Vidya Madhavan always wanted to be in business. Growing up in India, she thought she might be in the business of running a factory, given the power and influence of outfits like Tata Group, the Indian multinational conglomerate.
She certainly had an affinity for school, graduating at the top of her high school class, nabbing a mechanical engineering degree in India and more recently landing at Stanford’s business school. Except that instead of create the more traditional business she once had in mind, Madhavan found herself tinkering with an entirely different idea: a matchmaking app called Schmooze that combines machine learning and memes to connect people based on what Madhavan calls a humor algorithm.
The idea dates back several years when, as an analyst with McKinsey in India who was debating whether or not to attend grad school in California, Madhavan cold-emailed 10 people on LinkedIn who she could see attended U.S. business schools and hoped might be helpful. Only one of them replied, but over the next couple of days, she says, “we exchanged, like, 200 emails, all of them fundamentally jokes.”
Reader, she is now married to that person. Indeed, she says it’s because she believes their shared sense of humor brought them together that she began tinkering with the idea of Schmooze, initially as a way to foster new friendships.
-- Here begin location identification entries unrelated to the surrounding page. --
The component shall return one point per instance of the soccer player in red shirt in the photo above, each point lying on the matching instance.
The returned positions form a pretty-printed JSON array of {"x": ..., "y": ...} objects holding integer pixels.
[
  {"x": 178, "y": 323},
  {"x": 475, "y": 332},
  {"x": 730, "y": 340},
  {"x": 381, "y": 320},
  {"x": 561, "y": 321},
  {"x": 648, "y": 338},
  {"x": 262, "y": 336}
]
It was when she saw the way things were trending –people were really looking for a love match — that she refocused the idea as a dating app for Gen Z users who already communicate largely with memes.
It has been taking off since, says Madhavan. Though it hasn’t yet spread Facebook-like across college campuses, a beta test in late summer with 200 Stanford students has since led to more than 10,000 downloads around the country, where people are swiping right — or left — to more than 5,000 memes that are culled entirely by still-in-beta Schmooze (until it’s big enough to deal with content moderation).
Currently about 200 memes are added each day, while others are deleted. “No one cares about the U.S. elections anymore,” Madhavan notes.
Using tagging and machine learning, combined with the bios that users create for themselves, Schmooze gets to work. Some users might show a predilection for particular topics, for example, like physics or finance. Some who say they’re interested in entrepreneurship might reveal an even stronger passion for music through their choices. There are similar divides when it comes to dark humor, and people who really love puns — and those who hate them.
Whether the algorithm truly works will take time, and lasting unions, to know. Madhavan says that 90,000 matches have been made to date, but naturally, a far smaller number have moved from matched to in-app messaging.
Schmooze has plenty of competition in the meantime, both from traditional dating services and newer dating apps and questionnaires that look to pair people based on share interests rather than that use looks as a starting point.
It’s also easy to imagine more meme-based dating apps suddenly springing into existence, particularly given today’s go-go market. (Crazier things have happened.)
Still, Schmooze appears to hold promise. It recently closed on $270,000 in seed funding from Ulu Ventures and others to tinker with its product. The company has been finding success reaching its audience on TikTok. There is also a lot of money to be made in the world of online dating, as industry watchers see over and over again.
As for Madhaven, she is in love, to her own surprise, with her startup. Partly because of her formative years and partly because she never dated online before meeting her husband through LinkedIn, she says with a laugh of Schmooze: “It’s unexpected, in many many ways.”